Fieber etwa gaben beim Impfstoff von Biontech/Pfizer vier Prozent der bis 55-jährigen Testpersonen nach der ersten Teilimpfung und 16 Prozent nach der zweiten an. Bei Schüttelfrost waren es 14 Prozent nach der ersten und sogar 36 Prozent nach der zweiten Verabreichung. Von den Probanden, die älter als 55 sind, litten ein Prozent nach der ersten bzw. elf Prozent nach der zweiten Impfung an Fieber und sechs bzw. 23 Prozent an Schüttelfrost.
„Sehr häufig“beschrieben die Testpersonen von AstraZeneca Beschwerden wie Fieber, Schüttelfrost, Kopf- und Muskelschmerzen sowie Übelkeit – das bedeutet, dass mindestens eine von zehn Personen davon betroffen war. Weil dieser Impfstoff kaum an Menschen über 70 getestet wurde, liegen keine altersspezifischen Angaben vor. Interessantes Detail: Anders als bei Biontech/Pfizer und Moderna traten die Impfreaktionen bei AstraZeneca vermehrt nach der ersten Dosis auf, nach der zweiten fielen sie deutlich milder aus.
Vor diesem Hintergrund gab es in Österreich bisher keinerlei unerwartete Impfreaktionen, wie mehrere Klinik- und Pflegeheim-Verantwortliche gegenüber der „Presse“bestätigen. In den Impfstraßen Wiens wurden Ärzte und Pflegekräfte sogar darauf hingewiesen, dass Krankenstände von ein bis zwei Tagen nach der zweiten Dosis nichts Ungewöhnliches wären.

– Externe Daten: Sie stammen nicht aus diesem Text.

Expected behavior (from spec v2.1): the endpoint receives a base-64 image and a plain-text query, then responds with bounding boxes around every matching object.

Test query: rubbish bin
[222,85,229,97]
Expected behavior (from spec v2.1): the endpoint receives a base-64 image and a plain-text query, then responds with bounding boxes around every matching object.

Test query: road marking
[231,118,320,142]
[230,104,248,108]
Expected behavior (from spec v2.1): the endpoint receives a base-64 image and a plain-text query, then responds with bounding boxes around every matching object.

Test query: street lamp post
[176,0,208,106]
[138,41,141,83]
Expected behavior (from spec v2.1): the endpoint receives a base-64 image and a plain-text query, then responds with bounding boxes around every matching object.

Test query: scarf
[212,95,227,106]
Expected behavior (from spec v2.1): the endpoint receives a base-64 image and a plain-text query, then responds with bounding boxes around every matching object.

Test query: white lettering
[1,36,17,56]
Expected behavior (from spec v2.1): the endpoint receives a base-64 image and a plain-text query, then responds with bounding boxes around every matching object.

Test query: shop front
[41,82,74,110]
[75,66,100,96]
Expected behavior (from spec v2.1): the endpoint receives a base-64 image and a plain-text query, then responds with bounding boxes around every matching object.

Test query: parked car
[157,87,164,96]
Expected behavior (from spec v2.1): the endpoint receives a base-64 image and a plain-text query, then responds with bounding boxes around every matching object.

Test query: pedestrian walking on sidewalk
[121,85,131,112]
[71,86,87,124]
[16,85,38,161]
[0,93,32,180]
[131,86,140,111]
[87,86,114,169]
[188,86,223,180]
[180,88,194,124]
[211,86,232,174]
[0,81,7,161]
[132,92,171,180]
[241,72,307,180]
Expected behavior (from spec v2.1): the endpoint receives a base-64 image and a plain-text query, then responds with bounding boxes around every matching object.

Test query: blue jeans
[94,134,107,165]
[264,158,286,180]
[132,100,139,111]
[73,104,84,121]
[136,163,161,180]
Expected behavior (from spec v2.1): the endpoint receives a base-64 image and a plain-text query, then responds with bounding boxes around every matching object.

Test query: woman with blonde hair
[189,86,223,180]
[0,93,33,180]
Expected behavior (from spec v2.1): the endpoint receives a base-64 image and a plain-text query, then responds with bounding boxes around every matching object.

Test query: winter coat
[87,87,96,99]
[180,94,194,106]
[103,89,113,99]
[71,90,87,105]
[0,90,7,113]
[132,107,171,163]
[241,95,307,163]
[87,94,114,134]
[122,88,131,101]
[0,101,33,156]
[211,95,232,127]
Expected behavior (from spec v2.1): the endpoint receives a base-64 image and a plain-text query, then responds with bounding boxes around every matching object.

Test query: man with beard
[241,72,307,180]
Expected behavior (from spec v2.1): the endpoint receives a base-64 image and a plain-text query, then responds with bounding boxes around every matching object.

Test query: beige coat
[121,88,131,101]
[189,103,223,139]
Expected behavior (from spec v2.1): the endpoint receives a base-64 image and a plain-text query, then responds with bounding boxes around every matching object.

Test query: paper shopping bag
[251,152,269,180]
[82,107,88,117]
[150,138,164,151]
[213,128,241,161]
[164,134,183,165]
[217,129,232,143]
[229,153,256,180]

4 Worin unterscheiden sich Impfreaktionen von Nebenwirkungen?
Die genannten Symptome werden fälschlicherweise oft auch als Nebenwirkung bezeichnet. Impfreaktionen sind vorübergehende sowie harmlose Beschwerden, die im Zuge der Immunantwort vorkommen und auch erwartet werden. Nebenwirkungen hingegen sind gefährliche Reaktionen wie Fieberkrämpfe und allergische Schocks. In Österreich kamen sie noch nicht vor – bei keinem der Impfstoffe.